Meine jetzige Frau wollte sich eigentlich immer nur aus eigener Kraft bewegen und überhaupt nicht fahren! Wir haben einen guten Kompromiss gefunden:

 

 

wir haben kein Wohnmobil mehr, wir fahren nun einen Geländewagen mit Platz für Mountainbikes und schlafen in einem Autodachzelt. Wir fahren nur noch so weit wie wir wollen, und auf die Berge geht es mit Bergstiefeln.
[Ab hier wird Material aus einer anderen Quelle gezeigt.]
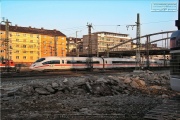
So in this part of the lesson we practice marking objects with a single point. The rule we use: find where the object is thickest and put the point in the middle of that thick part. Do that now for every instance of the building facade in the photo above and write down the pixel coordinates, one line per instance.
(27, 44)
(101, 41)
(74, 46)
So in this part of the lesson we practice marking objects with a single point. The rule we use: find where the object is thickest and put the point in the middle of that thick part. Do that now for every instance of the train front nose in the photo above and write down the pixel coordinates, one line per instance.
(32, 67)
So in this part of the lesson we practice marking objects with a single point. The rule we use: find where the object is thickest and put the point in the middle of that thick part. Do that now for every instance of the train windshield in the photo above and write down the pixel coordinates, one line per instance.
(175, 63)
(39, 60)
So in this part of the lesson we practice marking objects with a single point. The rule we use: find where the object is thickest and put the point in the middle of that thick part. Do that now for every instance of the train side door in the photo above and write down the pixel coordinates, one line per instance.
(63, 62)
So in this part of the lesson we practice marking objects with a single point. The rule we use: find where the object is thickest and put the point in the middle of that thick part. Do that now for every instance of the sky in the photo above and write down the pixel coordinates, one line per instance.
(69, 16)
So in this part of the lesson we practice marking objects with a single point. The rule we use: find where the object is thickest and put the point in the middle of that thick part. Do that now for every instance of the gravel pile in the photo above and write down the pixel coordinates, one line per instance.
(125, 96)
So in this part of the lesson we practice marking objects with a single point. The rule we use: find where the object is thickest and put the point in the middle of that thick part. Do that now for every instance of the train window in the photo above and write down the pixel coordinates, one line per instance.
(52, 62)
(40, 60)
(123, 61)
(97, 62)
(69, 62)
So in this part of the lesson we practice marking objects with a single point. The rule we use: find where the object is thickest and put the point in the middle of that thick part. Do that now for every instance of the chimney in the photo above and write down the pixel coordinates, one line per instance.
(16, 26)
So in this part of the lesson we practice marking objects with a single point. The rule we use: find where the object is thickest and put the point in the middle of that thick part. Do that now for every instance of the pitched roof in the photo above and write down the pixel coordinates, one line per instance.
(29, 29)
(109, 33)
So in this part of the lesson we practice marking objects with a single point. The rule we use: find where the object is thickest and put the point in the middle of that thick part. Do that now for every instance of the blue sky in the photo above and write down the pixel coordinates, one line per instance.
(70, 16)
Wir können das Leben um uns herum nicht mehr per Kabinentür aussperren, wir leben jetzt mehr oder weniger "öffentlich". Wir reisen "entschleunigt", es gibt keinen Überlebenskampf mehr, und der Heimweg ist immer machbar. Ich muss niemandem mehr etwas beweisen. Anderen sind meine Reisewege längst versperrt, sei es aus bürokratischen, politischen oder auch terroristischen Gründen.

 

 

Ich staune heute über junge Leute, die sich mit exzellent ausgestatteten Fahrzeugen auf einschlägigen Treffen tummeln. Wo fahren die denn hin? Die per Auto erreichbare Welt steht einem ja leider nicht mehr in dem Maße offen, wie wir sie noch vorgefunden haben.

 

Extremreisen sollte man dann unternehmen, wenn man körperlich dazu in der Lage ist und wenn es die (politischen, bürokratischen und zeitlichen) Umstände erlauben. Keinesfalls darf man das Reisen auf später verschieben (wenn wir mal in Rente sind)! Zu oft schon war ich unfreiwillig Zeuge von gesundheitlichen oder finanziellen Schicksalsschlägen oder gar Todesfällen!

 

Wenn ich irgendwann mal meinen Löffel abgebe, dann mit befriedigter Neugier (was das Reisen angeht) und dem Bewusstsein, etwas erlebt zu haben.

 

Träume nicht Dein Leben, sondern lebe Deinen Traum!